Lucha Libre: Beyond the Arenas
October 29, 2022–May 7, 2023
ASU Art Museum, Tempe
Dozens of Lucha Libre masks, the iconic symbol of Mexican wrestling, hang together near a gallery entrance inside ASU Art Museum. Collectively, they set the stage for Lucha Libre: Beyond the Arenas, an exhibition that combines video, painting, photography, and mixed media works by contemporary Mexican and Chicanx artists with collector’s items and memorabilia related to the sport. The exhibition includes works by over thirty artists and photographers, including Karla Diaz, David Gremard Romero, Nina Hoechtl, Pedro Meyer, Cristian Pineda, Guillermo Gómez-Peña, and Carlos Ramirez.
According to exhibition materials, it’s intended to “reveal the sport’s ancient roots, explore its influence on socio-political movements and link its relationships to the visual culture of Mexico and beyond” through “the lenses of popular culture, poetics, and politics.” Exhibition organizers Julio César Morales, Fernanda Ramos, and Sharon Gesund have done just that, by assembling a compelling mix of art and artifacts that elevate themes of identity, power, resistance, and performance.
The most impactful works include Shadow Wrestling (2022), a video by Javier Barrios, which “portrays the famed luchador El Hellboy imagining himself shadow wrestling.” Here, Barrios examines inner demons whose existence is often overshadowed by the sport’s roaring crowds. Elsewhere, dismembered figures among the twenty-eight plastic toys comprising Demián Flores’s Luchadores (2015) harken back to green toy soldiers popular in the U.S. in the 1950s, which blurred the lines between violence, war, and entertainment.
Using photography, Annick Donkers documents Casandra, a Texas-based luchador and exotico whose queer identity counters the machismo ideologies prevalent in wrestling culture. With his 2022 painting Under the Mask (Alter Ego), Alejandro Macias addresses immigration and assimilation by depicting himself wearing a Captain America mask that clearly doesn’t fit.

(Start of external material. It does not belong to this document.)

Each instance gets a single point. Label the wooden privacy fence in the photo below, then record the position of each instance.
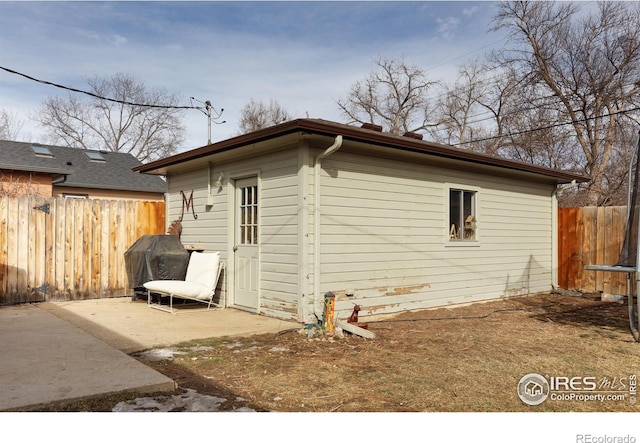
(56, 249)
(591, 236)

By focusing primarily on works by contemporary artists who hail from and/or live in Mexico, the exhibition opens up a conversation about decolonizing museum culture in the Southwest. By spotlighting renowned wrestlers such as El Santo, Blue Demon, and Mil Máscaras, exhibition organizers create a welcoming space for Lucha Libre fans and novices alike, where reflections and conversations about identity and power can take shape.